20 gennaio 2011 00:00

Juan Villoro, Il libro selvaggio

Salani, 218 pagine, 13,00 euro

Il messicano Villoro è noto ai lettori di Internazionale per la sua attività giornalistica, meno ai lettori italiani per le qualità di scrittore originale e raffinato, radicato in una tradizione culturale che ha i suoi capisaldi in Borges e soprattutto in Cortázar, e negli europei Calvino, Queneau, Perec. E naturalmente in Bolaño, con cui Villoro ha condiviso amori e ripulse.

Il libro selvaggio non copre la vastità della sua produzione, ma è un romanzo molto originale e che si legge d’un fiato, a cavallo tra letteratura per adulti e per ragazzi.
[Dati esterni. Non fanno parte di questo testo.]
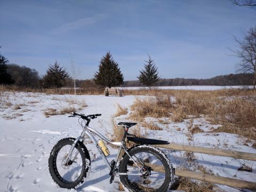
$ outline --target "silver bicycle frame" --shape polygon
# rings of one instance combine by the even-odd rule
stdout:
[[[100,153],[100,154],[101,155],[101,157],[103,158],[103,160],[104,161],[104,162],[105,163],[106,165],[108,167],[108,169],[109,170],[109,171],[111,170],[111,166],[108,162],[108,159],[107,159],[107,157],[105,156],[102,150],[101,150],[101,148],[98,145],[98,142],[96,140],[96,139],[94,138],[93,135],[92,134],[96,134],[98,137],[99,137],[100,138],[102,139],[103,140],[107,142],[108,143],[114,145],[115,146],[117,146],[119,147],[118,151],[117,153],[116,157],[115,158],[115,164],[114,167],[115,168],[116,167],[116,165],[117,164],[117,162],[118,160],[118,157],[120,155],[120,153],[121,152],[122,149],[123,149],[124,151],[125,152],[125,153],[127,154],[127,155],[131,158],[133,162],[133,163],[135,164],[135,165],[139,168],[139,173],[114,173],[114,175],[142,175],[143,174],[143,171],[142,170],[142,167],[140,167],[139,165],[137,164],[137,163],[135,161],[134,159],[128,153],[127,149],[126,147],[124,145],[124,141],[121,141],[121,142],[111,142],[111,141],[109,140],[107,138],[106,138],[104,135],[101,134],[100,133],[98,132],[97,131],[95,130],[94,129],[92,129],[92,127],[89,127],[89,126],[85,125],[84,126],[83,126],[84,128],[81,135],[79,136],[74,141],[74,143],[72,145],[72,146],[69,150],[69,151],[68,153],[68,155],[67,157],[67,159],[66,160],[65,163],[67,163],[68,159],[69,159],[69,158],[71,157],[72,153],[73,152],[74,149],[75,148],[75,146],[76,146],[76,143],[79,140],[81,140],[82,142],[84,141],[84,138],[85,136],[87,135],[93,142],[94,145],[96,146],[97,148],[99,150],[99,152]],[[77,151],[76,154],[75,154],[75,156],[73,158],[73,161],[76,158],[78,154],[78,151]],[[140,163],[141,165],[143,165],[143,163],[141,162],[140,159],[137,158],[136,156],[135,156],[137,160]],[[141,173],[140,173],[141,172]]]

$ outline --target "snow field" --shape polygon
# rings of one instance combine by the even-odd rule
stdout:
[[[110,134],[112,132],[111,118],[116,112],[116,104],[130,109],[129,106],[134,101],[135,97],[46,95],[22,92],[4,92],[1,93],[0,97],[0,191],[118,191],[118,179],[115,179],[112,184],[109,184],[108,169],[97,149],[90,143],[86,147],[91,155],[92,169],[86,181],[79,188],[71,190],[60,188],[53,183],[48,170],[50,151],[61,139],[77,137],[82,128],[77,119],[68,118],[68,114],[47,118],[44,111],[48,108],[59,110],[73,107],[79,109],[77,112],[86,115],[101,113],[102,116],[92,120],[90,126],[103,134]],[[81,107],[83,101],[87,107]],[[117,123],[129,121],[126,119],[127,116],[122,115],[115,117],[115,120]],[[140,127],[142,134],[148,138],[175,143],[256,153],[256,150],[251,147],[252,143],[245,145],[245,138],[233,134],[209,132],[220,125],[211,125],[203,116],[193,119],[193,124],[198,125],[204,132],[195,134],[192,139],[188,131],[190,120],[178,123],[171,122],[166,125],[159,123],[158,120],[152,118],[146,119],[157,124],[163,130],[153,131]],[[108,157],[110,162],[115,157],[117,150],[109,146],[108,147],[110,151]],[[173,167],[193,167],[185,159],[183,152],[164,151]],[[253,162],[201,154],[194,155],[194,162],[197,165],[203,166],[214,174],[256,182],[256,165]],[[238,171],[237,169],[243,163],[251,166],[252,172]],[[219,187],[228,191],[239,191],[226,186]]]

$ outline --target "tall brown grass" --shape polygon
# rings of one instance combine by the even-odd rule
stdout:
[[[130,118],[137,121],[143,121],[147,117],[169,117],[173,107],[169,95],[157,94],[155,98],[137,98],[131,106],[133,112]]]
[[[159,92],[155,97],[137,98],[131,106],[133,111],[130,117],[143,121],[146,117],[167,117],[180,122],[189,115],[197,117],[204,115],[212,123],[222,125],[214,131],[238,134],[256,140],[256,102],[247,97],[255,97],[252,93],[256,92],[232,90],[230,91],[237,96],[230,98],[228,91],[175,91],[172,92],[175,98],[173,101],[169,98],[170,95],[159,95]],[[227,97],[223,96],[225,93]],[[247,93],[248,95],[243,94]]]
[[[117,103],[117,110],[114,115],[114,117],[118,117],[122,115],[126,115],[128,113],[128,109],[126,107],[121,106]]]
[[[76,111],[76,108],[73,107],[63,107],[57,110],[57,109],[47,108],[44,110],[44,114],[46,117],[49,117],[50,116],[57,115],[65,115],[69,114],[71,112]]]

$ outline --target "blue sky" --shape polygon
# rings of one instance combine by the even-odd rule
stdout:
[[[148,54],[162,78],[205,78],[235,72],[232,35],[256,26],[256,9],[219,1],[0,0],[0,49],[11,63],[43,75],[69,53],[92,78],[110,51],[125,80]]]

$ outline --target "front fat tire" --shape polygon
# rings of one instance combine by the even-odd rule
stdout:
[[[170,159],[166,155],[158,148],[148,145],[141,145],[134,146],[129,149],[128,152],[130,155],[132,156],[134,154],[136,154],[138,153],[148,152],[149,151],[155,153],[161,157],[162,159],[163,166],[165,169],[166,177],[164,183],[156,192],[167,191],[174,184],[174,179],[173,169]],[[125,172],[125,167],[130,157],[126,154],[124,154],[120,161],[119,171],[120,173]],[[125,175],[120,175],[120,181],[125,191],[138,192],[130,186]],[[141,191],[140,191],[140,192]]]
[[[72,146],[75,139],[75,138],[70,138],[59,140],[53,147],[50,154],[48,161],[50,173],[53,181],[61,188],[72,189],[78,187],[85,181],[90,173],[91,169],[90,154],[86,147],[80,141],[77,142],[75,147],[79,152],[83,162],[83,167],[79,177],[74,182],[67,182],[60,177],[58,172],[56,166],[56,158],[58,153],[60,149],[65,145]]]

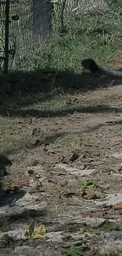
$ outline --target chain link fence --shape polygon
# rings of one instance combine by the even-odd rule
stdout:
[[[121,6],[120,1],[114,0],[1,0],[1,70],[7,72],[7,63],[15,69],[21,59],[34,54],[56,32],[77,33],[86,17],[87,30],[89,26],[96,28],[102,19],[105,24],[108,20],[116,23],[120,32]],[[99,28],[105,32],[102,26]]]

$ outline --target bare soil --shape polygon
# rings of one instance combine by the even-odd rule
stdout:
[[[120,59],[116,57],[113,68],[122,68]],[[11,166],[6,166],[9,175],[2,180],[0,217],[10,222],[6,233],[18,236],[20,249],[28,248],[29,254],[31,248],[31,255],[59,255],[58,246],[65,243],[79,243],[89,255],[122,251],[122,83],[117,80],[114,86],[115,78],[107,79],[107,87],[68,97],[67,106],[77,108],[72,113],[14,118],[24,124],[20,134],[31,135],[32,147],[23,156],[17,154],[16,160],[14,154]],[[17,130],[9,135],[19,136]],[[94,187],[83,189],[85,180]],[[26,193],[19,197],[18,191]],[[45,224],[48,237],[35,246],[20,235],[33,218],[37,226]],[[106,219],[119,229],[90,232]],[[84,234],[79,233],[81,227]],[[6,250],[3,247],[0,255]],[[17,252],[17,246],[11,250],[9,255],[29,255]]]

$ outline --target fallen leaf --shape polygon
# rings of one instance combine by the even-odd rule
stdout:
[[[0,231],[6,232],[10,228],[10,224],[6,219],[1,219],[0,220]]]
[[[46,228],[43,224],[40,225],[39,228],[34,232],[34,236],[38,236],[38,235],[41,235],[43,236],[46,235]]]
[[[102,193],[99,191],[96,191],[93,189],[89,188],[87,190],[83,191],[82,194],[82,197],[85,199],[91,200],[91,199],[102,198],[104,195]]]
[[[118,203],[116,205],[113,206],[114,209],[122,209],[122,203]]]
[[[83,234],[84,232],[85,232],[85,228],[80,228],[79,233]]]
[[[99,226],[100,230],[117,230],[118,227],[116,223],[105,220]]]
[[[37,136],[37,135],[40,135],[40,133],[41,133],[40,128],[35,128],[32,130],[31,135]]]
[[[29,236],[31,236],[33,232],[35,230],[35,221],[32,220],[29,227],[28,227],[28,231],[29,231]]]
[[[28,232],[28,230],[26,231],[26,232],[25,232],[25,234],[24,234],[24,236],[25,236],[26,237],[29,237],[29,232]]]
[[[71,256],[79,256],[79,255],[81,255],[81,256],[88,256],[88,254],[83,251],[82,250],[79,250],[76,247],[72,247],[70,248],[68,253],[68,255],[71,255]]]
[[[71,255],[71,256],[88,256],[88,254],[83,251],[82,250],[79,250],[75,247],[72,247],[71,245],[68,245],[67,247],[59,247],[59,250],[61,253],[63,254],[67,254],[67,255]]]
[[[72,156],[70,158],[69,161],[71,161],[72,162],[75,161],[76,159],[78,159],[79,158],[79,154],[77,153],[74,153],[72,154]]]
[[[96,184],[91,180],[86,180],[82,183],[83,188],[95,188]]]
[[[36,238],[45,238],[45,236],[44,235],[39,235],[39,234],[38,234],[38,235],[35,235],[34,236],[33,236],[33,238],[35,238],[35,239],[36,239]]]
È un romanzo di esplorazione (in una biblioteca dove i libri vivono di vita propria, “patria” del bizzarro “zio” dickensiano del protagonista).

Ha pochi personaggi, tutti simpatici. Ed è sicuramente il migliore dei tanti libri che propagandano l’oggetto libro perché, estraneo al discorso della merce, lo considera come qualcosa di vivo e di autonomo, che solo se ha qualcosa da dire trova il suo destino (destinatario) oltre la merce. È un romanzo di formazione in cui sono usati in modo divertente certi meccanismi propri del romanzo che in altri autori (vedi il famigerato Dan Brown) sono meccanici e stucchevoli. Il “libro selvaggio” è il libro della vita che ti viene incontro e che devi saper decifrare, conquistare e “scrivere”, se vuoi entrare nel tuo presente dalla porta della gaia scienza.